To love, to try

Is love enough,
Or can you love some more?

— Michael Franti and Spearhead
Is love enough? from Yell Fire!

Traveling along Hwy 101 with the ocean at my side, I always crank the sound on this song. Twice a week, I drive to Seashore Family Literacy to share the joys of reading and writing with giddy grade-school girls, awkward middle school kids, and searching adolescents.

Is love enough
Or can you love some more?
It goes on and on and on and
on and on for a thousand years
What language are your tears?

We meet in the Writing Studio — not a classroom — and I don’t consider myself a ‘teacher.' Something more occurs. A fellow volunteer says he is haunted by the kids and I may be, too. Each session I go home full, holding words, struggles, sorrows and joys. My mind works every name and conversation in a sort of prayer, the way you worry a small stone in your palm until you know every contour and angle, every thin crack.

Genuine sharing stretches and marks your heart. Love isn’t enough.

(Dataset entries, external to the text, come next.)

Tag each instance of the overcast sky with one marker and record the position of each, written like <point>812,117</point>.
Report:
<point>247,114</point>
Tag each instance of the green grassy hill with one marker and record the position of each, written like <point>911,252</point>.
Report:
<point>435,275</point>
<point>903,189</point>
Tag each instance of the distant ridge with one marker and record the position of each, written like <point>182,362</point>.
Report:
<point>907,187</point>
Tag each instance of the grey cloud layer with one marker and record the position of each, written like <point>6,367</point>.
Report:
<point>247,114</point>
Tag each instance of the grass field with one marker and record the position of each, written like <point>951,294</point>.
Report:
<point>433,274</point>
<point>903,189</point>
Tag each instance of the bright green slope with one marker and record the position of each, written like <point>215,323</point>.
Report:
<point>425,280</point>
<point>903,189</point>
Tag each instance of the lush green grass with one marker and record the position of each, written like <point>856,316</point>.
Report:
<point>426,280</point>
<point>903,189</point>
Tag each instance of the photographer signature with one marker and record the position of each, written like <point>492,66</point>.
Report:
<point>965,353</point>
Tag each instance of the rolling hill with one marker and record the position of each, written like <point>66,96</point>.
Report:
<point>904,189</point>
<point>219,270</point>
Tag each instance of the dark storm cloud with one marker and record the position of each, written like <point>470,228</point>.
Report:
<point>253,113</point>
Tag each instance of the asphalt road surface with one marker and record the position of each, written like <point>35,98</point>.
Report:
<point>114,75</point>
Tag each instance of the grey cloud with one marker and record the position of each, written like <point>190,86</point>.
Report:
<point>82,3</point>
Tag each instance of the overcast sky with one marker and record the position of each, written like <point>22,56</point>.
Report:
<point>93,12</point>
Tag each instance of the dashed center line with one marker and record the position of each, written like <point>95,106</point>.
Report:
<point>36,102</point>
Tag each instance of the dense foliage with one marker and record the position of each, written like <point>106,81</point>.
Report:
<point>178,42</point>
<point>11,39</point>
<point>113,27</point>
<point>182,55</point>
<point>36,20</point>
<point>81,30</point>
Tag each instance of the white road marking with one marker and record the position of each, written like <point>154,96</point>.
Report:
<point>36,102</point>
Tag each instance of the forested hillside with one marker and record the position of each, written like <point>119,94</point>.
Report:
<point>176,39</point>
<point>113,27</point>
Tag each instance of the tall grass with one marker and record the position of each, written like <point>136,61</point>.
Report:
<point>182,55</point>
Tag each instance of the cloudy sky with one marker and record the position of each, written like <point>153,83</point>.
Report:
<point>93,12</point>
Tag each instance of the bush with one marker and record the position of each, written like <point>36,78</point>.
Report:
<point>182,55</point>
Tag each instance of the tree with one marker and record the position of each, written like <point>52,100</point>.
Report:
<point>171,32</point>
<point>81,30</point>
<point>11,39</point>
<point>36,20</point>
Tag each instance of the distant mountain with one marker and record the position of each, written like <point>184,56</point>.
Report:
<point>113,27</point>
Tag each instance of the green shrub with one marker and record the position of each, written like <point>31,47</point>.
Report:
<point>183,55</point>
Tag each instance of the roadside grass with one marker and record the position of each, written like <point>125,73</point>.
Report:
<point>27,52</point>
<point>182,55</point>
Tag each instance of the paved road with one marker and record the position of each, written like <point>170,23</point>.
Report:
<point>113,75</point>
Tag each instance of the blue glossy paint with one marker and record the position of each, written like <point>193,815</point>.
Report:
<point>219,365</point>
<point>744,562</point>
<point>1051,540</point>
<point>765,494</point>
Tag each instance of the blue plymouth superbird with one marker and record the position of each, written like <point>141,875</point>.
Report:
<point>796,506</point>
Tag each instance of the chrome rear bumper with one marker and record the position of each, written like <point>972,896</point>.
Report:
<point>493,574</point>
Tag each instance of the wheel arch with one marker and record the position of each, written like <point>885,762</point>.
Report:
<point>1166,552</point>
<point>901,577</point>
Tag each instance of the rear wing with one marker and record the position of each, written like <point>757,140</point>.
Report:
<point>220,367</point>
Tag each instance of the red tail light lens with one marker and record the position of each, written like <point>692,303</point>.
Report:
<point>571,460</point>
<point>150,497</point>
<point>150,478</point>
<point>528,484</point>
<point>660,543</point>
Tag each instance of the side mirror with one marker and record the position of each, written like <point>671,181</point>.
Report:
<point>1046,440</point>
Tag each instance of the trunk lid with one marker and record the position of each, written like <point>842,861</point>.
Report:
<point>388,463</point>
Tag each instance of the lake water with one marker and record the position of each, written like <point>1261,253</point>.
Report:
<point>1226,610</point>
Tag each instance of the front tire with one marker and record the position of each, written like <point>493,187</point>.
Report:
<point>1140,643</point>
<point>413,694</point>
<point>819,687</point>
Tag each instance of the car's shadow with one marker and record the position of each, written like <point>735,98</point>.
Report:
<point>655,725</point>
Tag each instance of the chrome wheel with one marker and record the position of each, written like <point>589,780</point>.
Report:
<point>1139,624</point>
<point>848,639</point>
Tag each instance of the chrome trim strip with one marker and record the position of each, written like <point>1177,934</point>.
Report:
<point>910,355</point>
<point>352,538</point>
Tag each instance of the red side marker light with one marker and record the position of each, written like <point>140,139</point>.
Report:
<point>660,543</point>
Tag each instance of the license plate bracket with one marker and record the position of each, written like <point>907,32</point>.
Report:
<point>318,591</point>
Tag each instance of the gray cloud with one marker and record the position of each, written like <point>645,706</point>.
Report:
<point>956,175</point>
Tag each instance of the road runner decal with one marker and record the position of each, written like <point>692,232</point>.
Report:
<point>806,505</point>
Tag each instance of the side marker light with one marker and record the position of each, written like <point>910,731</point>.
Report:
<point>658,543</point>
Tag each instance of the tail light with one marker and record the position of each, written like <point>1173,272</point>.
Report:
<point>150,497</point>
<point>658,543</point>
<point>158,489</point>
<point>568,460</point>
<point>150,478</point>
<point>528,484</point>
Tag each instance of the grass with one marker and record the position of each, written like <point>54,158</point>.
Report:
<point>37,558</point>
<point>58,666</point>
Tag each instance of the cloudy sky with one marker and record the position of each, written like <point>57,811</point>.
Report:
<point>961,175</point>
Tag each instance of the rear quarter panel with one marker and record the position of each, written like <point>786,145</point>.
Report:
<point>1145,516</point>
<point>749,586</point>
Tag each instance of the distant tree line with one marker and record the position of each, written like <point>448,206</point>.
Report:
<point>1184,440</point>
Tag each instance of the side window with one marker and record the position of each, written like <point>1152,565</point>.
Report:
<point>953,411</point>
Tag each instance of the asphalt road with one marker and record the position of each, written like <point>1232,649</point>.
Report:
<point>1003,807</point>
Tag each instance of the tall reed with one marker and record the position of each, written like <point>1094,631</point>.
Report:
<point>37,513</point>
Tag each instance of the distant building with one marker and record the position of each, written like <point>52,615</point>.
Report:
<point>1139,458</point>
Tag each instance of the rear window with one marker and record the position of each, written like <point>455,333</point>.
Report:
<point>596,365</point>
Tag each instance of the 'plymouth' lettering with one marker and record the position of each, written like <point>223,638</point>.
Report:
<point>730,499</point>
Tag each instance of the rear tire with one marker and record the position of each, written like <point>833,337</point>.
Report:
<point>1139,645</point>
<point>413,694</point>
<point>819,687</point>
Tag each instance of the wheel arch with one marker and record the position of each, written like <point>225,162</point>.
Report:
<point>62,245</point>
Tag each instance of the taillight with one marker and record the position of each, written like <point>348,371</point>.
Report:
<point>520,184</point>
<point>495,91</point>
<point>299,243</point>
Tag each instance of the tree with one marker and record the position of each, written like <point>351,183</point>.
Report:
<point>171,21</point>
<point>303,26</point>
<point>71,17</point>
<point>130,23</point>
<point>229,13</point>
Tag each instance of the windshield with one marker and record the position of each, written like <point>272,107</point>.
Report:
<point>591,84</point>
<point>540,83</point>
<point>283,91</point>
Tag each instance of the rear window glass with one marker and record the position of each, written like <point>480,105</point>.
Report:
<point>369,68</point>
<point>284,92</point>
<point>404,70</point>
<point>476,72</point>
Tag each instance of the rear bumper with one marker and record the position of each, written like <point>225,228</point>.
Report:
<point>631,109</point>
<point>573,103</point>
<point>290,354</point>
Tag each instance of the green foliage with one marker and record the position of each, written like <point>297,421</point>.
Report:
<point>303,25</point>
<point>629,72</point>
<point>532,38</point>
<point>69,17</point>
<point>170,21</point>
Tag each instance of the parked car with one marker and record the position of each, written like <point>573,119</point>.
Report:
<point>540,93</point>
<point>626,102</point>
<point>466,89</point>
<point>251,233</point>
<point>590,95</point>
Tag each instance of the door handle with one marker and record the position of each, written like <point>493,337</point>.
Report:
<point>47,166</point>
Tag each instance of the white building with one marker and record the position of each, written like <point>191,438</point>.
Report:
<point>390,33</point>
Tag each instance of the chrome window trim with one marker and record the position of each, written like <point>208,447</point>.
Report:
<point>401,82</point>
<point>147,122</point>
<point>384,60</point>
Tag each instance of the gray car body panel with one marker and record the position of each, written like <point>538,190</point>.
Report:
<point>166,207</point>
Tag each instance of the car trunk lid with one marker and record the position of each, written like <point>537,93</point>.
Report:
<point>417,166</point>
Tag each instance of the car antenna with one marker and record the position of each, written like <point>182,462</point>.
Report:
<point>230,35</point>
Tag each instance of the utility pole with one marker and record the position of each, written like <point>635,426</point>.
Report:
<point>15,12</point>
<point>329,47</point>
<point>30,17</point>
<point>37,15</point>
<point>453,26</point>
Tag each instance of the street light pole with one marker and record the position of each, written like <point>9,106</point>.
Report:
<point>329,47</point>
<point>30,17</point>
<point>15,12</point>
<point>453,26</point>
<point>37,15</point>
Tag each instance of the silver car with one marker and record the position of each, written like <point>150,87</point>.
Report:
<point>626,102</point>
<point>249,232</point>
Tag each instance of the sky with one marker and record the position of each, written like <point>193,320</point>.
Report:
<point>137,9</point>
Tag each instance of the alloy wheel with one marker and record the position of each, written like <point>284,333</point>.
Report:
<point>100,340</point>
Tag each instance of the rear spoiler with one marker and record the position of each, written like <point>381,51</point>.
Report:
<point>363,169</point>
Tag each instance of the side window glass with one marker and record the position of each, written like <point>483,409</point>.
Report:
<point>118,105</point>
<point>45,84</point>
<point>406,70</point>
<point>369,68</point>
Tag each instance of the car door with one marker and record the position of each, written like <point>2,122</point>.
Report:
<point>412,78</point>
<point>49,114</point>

You feel capable of more.

The other day an ad caught my eye. January is National Mentoring Month and to promote its campaign wisely used an excerpt from a speech Barack Obama made last summer:

We need your service, right now, in this moment— our moment— in history. I’m not going to tell you what your role should be; that’s for you to discover. But I am going to ask you to play your part; ask you to stand up; ask you to put your foot firmly into the current of history.

Volunteer work is not just about giving. The emphasis on service is only part of the story. It’s not what I can contribute but what I get in return, time after time, week after week.

Like life, not every volunteer moment is stellar. The movies get it wrong, with the cliche of the man in the soup line who beams a toothless smile, or the child who masters reading and all turns well in her world. Some days are that great, and everyone goes home happy.

But most of the time, real change is slow and quiet. Often my efforts seem small and futile but I still go home satisfied that I am a small part in a bigger world. I have value and purpose, and I am capable of love.

It’s that simple, and that profound.

When the song asks Can you love some more? I eagerly agree to try.